Similarly, I read of a young Cistercian monk who from pride and self-will when the psalmody was begun in a low voice, he said it three notes higher even though some of the older monks would have sung it as it was begun. Yet with the help of others who favored him, he prevailed against them and held forth his own and they gave way. Then immediately it was seen openly how the fiend coming out of his mouth in the likeness of hot burning iron entered into all his helpers.
Just as a man who climbs high loses his footing and hold sometimes and so falls and breaks his neck, just so such high singers who lose the footing of humility and have no hold of devotion above fall down by pride and break their spiritual necks. Just as every note and devout song shall have a special reward from God, just so the fiends mark every note of such proud songs to have the singers punished for them.
For at one time when clerks sang in the choir with high and loud voices, a religious man saw how the fiend sat on high with a great sack in his left hand and with his right hand he put into it all their voices and songs. When the service was done they rejoiced greatly and gladly among themselves as if they had praised God properly with their songs. Then the holy man said to them, “You have sung fast” he said, “And have filled a great sack full.” They asked him what he meant, and he told them what he had seen. Then they were ashamed as much as they had rejoiced before.
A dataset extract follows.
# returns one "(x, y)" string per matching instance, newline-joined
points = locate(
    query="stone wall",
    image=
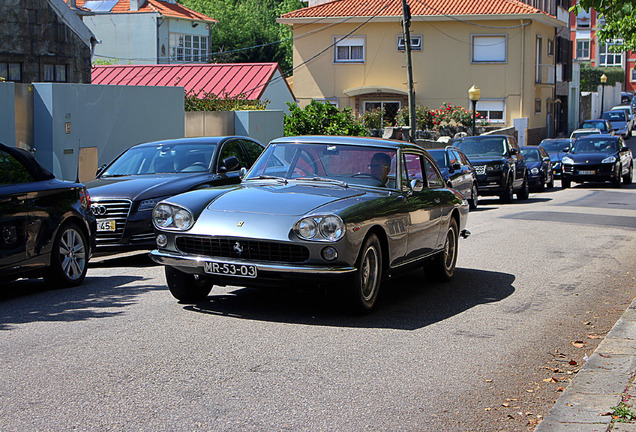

Therefore our merciful Lord Jesus Christ wills that all such songs should be excluded from this order; he himself bids that your song should not be novel nor high nor vain but in all ways humble, sad, and sober saying thus to our holy mother St. Bridget: “Have you not read that the sister of Moses on account of the great miracle that was done in the Red Sea went out with virgins and women singing timpani and with cymbals a song of joy to God? So should my mother’s daughters go out of the Red Sea. That is to say, and pleasures of the world, having in the hands of their works timpani– that is to say, abstinence from fleshly lusts – and cymbals of clear praising whose song ought not to be slothful nor broken nor dissolute but honest and sad and in unison and in all ways humble. Following the song of those who are called Charterhouse whose psalmody savors more of the sweetness of the soul and humility and devotion than any vain outward showing. For the heart is not clean from sin when the song delights the singer more than the thing that is sung. It is in always abominable towards God when the lifting up of the voice is more for the hearers then for God.” These are the words of our Lord Jesus Christ.